Świąteczne cudeńka szły jak woda

Chociaż święta dopiero za dwa tygodnie, w Urzędzie Marszałkowskim już dzisiaj można było poczuć atmosferę Bożego Narodzenia. Podczas organizowanego już po raz kolejny kiermaszu świątecznego, kolorowe stroiki, szopki, ozdoby choinkowe i kartki świąteczne zaprezentowali podopieczni kieleckich placówek opiekuńczo-wychowawczych.

– Cieszę się, że jak co roku przyjechaliście państwo do nas z tymi wspaniałymi  ozdobami świątecznymi. W imieniu marszałka chciałbym życzyć wszystkiego najlepszego na te nadchodzące święta, dużo zdrowia, pomyślności, zadowolenia z siebie i najbliższych oraz spełnienia wszelkich marzeń – mówił Bernard Antos, sekretarz województwa.

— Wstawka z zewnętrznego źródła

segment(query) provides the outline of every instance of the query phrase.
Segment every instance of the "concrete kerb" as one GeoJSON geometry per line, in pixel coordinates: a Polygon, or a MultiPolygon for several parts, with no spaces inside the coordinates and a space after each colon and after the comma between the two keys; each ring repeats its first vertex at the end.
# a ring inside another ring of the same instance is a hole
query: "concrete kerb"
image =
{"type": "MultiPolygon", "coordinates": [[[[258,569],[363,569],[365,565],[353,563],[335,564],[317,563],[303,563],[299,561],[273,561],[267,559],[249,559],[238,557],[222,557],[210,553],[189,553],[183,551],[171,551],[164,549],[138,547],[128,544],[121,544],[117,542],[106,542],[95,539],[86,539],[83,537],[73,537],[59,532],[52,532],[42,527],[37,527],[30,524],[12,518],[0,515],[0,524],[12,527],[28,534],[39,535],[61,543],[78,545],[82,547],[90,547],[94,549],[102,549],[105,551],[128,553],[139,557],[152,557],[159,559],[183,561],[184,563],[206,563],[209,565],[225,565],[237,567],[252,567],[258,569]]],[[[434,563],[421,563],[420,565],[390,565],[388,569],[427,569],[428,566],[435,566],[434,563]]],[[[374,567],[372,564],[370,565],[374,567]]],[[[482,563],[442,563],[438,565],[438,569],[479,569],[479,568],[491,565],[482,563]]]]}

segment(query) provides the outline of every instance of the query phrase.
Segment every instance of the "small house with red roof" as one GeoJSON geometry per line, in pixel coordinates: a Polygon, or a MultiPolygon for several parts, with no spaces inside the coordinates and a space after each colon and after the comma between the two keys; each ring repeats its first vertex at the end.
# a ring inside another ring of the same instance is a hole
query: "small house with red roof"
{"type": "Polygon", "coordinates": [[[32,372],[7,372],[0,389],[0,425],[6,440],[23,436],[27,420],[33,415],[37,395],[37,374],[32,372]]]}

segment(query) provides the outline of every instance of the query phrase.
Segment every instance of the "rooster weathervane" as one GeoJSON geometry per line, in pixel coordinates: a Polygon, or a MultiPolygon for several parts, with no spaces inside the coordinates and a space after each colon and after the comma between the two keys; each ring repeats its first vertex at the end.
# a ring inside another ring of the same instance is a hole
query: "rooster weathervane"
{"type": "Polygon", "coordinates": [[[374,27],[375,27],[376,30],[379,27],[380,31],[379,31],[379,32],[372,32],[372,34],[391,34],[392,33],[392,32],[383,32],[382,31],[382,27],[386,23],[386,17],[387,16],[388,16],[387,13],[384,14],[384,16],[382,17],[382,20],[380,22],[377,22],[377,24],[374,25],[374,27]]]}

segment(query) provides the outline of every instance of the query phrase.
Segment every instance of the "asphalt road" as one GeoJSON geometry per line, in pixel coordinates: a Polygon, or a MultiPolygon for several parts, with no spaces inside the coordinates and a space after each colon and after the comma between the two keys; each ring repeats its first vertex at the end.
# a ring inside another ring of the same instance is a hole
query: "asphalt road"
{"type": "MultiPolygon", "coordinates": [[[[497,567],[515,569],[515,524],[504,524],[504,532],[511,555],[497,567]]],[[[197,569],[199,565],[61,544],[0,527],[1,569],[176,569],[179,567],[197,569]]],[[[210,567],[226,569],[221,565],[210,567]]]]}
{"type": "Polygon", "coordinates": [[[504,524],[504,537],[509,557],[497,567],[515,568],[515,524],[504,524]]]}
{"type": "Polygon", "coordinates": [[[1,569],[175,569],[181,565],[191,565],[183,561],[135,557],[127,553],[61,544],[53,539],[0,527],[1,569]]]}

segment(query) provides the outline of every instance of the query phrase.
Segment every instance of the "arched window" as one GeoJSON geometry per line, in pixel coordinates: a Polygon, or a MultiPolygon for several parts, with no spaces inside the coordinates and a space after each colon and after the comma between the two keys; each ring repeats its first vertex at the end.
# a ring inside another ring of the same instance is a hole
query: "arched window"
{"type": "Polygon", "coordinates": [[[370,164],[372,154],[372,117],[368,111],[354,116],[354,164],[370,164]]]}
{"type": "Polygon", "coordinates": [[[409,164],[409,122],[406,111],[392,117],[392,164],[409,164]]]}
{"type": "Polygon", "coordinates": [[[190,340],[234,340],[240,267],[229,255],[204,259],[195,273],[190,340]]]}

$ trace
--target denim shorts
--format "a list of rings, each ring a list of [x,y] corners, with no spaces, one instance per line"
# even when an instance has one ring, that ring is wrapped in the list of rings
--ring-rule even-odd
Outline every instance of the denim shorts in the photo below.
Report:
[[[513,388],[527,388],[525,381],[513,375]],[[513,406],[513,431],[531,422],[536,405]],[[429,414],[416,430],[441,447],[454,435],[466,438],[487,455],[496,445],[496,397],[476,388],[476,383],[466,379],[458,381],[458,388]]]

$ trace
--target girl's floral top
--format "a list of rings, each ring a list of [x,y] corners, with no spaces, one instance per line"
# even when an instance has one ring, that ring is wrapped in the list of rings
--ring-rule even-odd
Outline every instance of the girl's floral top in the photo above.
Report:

Wszystkie ozdoby, które można było kupić podczas dzisiejszego kiermaszu podopieczni placówek opiekuńczo- wychowawczych wykonali ręcznie w pracowniach ogrodniczych, gobeliniarskich, plastycznych i krawieckich. Przygotowanie pięknych stroików, aniołków, ręcznie malowanych Mikołajów, gwiazdek i dzwoneczków zajęło nawet dwa miesiące. – Zazwyczaj zaczynamy tuż po wakacjach. Nasi podopieczni wykonali fantastyczne prace bożonarodzeniowe – mówi Monika Zakrzewska, kierownik Świetlic Środowiskowych dla Dzieci i Młodzieży „4 Kąty” w Kielcach. – Staramy się być tutaj każdego roku, ponieważ jest to dla nas szansa pokazania tego, co robimy, a traktujemy to jak dobrą zabawę i formę terapii zajęciowej – dodaje.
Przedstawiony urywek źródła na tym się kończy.